Introduction

Forty years after Alma Ata, the global community has made enormous strides in poverty reduction and population health. However, we are still far from achieving Health for All [, ]. Low- and middle-income countries (LMICs) continue to rely on health systems designed primarily for acute, episodic care, which are poorly equipped to meet the needs of communities across their lifetimes, including the growing burden of non-communicable diseases. There are universal challenges of healthcare access, quality, patient-centeredness and cost as well as persistent, unacceptable health inequities [].

Our communities’ renewed commitment to primary health care (PHC) as the foundation for universal health coverage (UHC), ratified by the Astana Declaration [], presents an imperative to reflect on past failings, current challenges, and future opportunities. Macro-economic strategies favoring privatization of public services along with loss of vision and political commitment to Alma Ata during the 1980s were associated with a retreat to selective primary health care and disease-specific vertical strategies as the core approach to improving health for LMICs. Consequently, an implementation gap between ambitious vision and operationalization widened in the ensuing decades []. There have been some promising exemplars during the time period from Alma Alta to Astana, including Cuba’s community-oriented primary health care system [, ], Brazil’s family medicine programs [], and large-scale community health worker programs such as Pakistan’s Lady Health Workers [] and India’s Anganwadi workers []. With that being said, while the last half-century has seen immense growth in biomedical discovery for preventing, diagnosing and treating disease, there has been comparatively little innovation in our systems of health care delivery to spread these advances to improve access and quality of care and more equitable health outcomes.

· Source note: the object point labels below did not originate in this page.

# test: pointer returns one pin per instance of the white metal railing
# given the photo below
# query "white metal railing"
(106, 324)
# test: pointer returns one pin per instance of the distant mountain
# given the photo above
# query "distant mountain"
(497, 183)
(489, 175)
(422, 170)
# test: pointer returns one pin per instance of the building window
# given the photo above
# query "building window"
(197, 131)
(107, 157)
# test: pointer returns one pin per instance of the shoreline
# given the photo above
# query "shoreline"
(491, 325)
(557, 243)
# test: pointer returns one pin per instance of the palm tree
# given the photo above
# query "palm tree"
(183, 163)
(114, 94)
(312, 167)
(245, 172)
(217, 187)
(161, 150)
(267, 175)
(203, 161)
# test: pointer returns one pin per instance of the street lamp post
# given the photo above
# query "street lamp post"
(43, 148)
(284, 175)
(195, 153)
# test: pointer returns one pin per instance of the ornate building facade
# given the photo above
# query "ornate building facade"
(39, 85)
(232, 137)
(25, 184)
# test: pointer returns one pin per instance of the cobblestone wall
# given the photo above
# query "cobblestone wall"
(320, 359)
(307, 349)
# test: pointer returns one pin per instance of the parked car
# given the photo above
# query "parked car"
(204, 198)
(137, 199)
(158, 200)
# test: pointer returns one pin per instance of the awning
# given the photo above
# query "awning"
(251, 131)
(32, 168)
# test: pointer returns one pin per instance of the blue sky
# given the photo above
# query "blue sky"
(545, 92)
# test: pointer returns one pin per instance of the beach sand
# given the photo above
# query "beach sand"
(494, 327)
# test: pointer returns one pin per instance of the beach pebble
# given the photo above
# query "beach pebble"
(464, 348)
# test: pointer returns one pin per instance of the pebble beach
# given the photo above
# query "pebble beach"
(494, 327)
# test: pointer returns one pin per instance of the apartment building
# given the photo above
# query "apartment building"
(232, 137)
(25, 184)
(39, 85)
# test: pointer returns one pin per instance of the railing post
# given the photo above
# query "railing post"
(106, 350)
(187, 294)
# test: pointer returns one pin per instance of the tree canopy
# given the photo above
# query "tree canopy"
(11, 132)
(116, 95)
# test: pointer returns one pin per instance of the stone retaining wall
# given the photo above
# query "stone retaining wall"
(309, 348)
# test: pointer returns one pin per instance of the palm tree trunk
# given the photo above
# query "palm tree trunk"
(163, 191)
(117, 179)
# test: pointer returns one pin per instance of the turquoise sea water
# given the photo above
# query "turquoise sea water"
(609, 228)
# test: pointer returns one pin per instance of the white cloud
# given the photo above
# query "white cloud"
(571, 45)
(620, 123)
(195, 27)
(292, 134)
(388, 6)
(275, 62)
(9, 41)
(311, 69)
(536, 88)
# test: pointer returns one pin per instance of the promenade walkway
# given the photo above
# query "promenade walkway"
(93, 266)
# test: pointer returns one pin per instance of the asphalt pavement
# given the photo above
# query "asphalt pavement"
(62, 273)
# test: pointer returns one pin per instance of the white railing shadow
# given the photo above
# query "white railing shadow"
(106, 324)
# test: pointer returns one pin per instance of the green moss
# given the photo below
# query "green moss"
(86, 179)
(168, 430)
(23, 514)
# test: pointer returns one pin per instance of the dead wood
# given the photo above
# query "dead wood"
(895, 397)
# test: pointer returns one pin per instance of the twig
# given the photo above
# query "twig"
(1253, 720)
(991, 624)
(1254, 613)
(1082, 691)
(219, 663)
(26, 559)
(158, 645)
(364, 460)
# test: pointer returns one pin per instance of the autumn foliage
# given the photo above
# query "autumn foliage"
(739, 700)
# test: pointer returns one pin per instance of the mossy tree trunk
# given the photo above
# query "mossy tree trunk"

To catalyze new thinking and innovation at this critical moment, the Harvard Medical School Program in Global Primary Care and Social Change, in partnership with Results for Development and the World Economic Forum, convened a group of diverse stakeholders for a high-level dialogue entitled Primary Care 2030. We aimed to identify priorities and forge new alliances across diverse stakeholders in order to foster an enabling ecosystem for disruptive innovations in primary care. Here, we summarize our convening, adding to the global discourse of how to achieve UHC by 2030. Full proceedings are accessible at https://primarycare.hms.harvard.edu/sites/g/files/mcu856/files/assets/Proceedings.pdf.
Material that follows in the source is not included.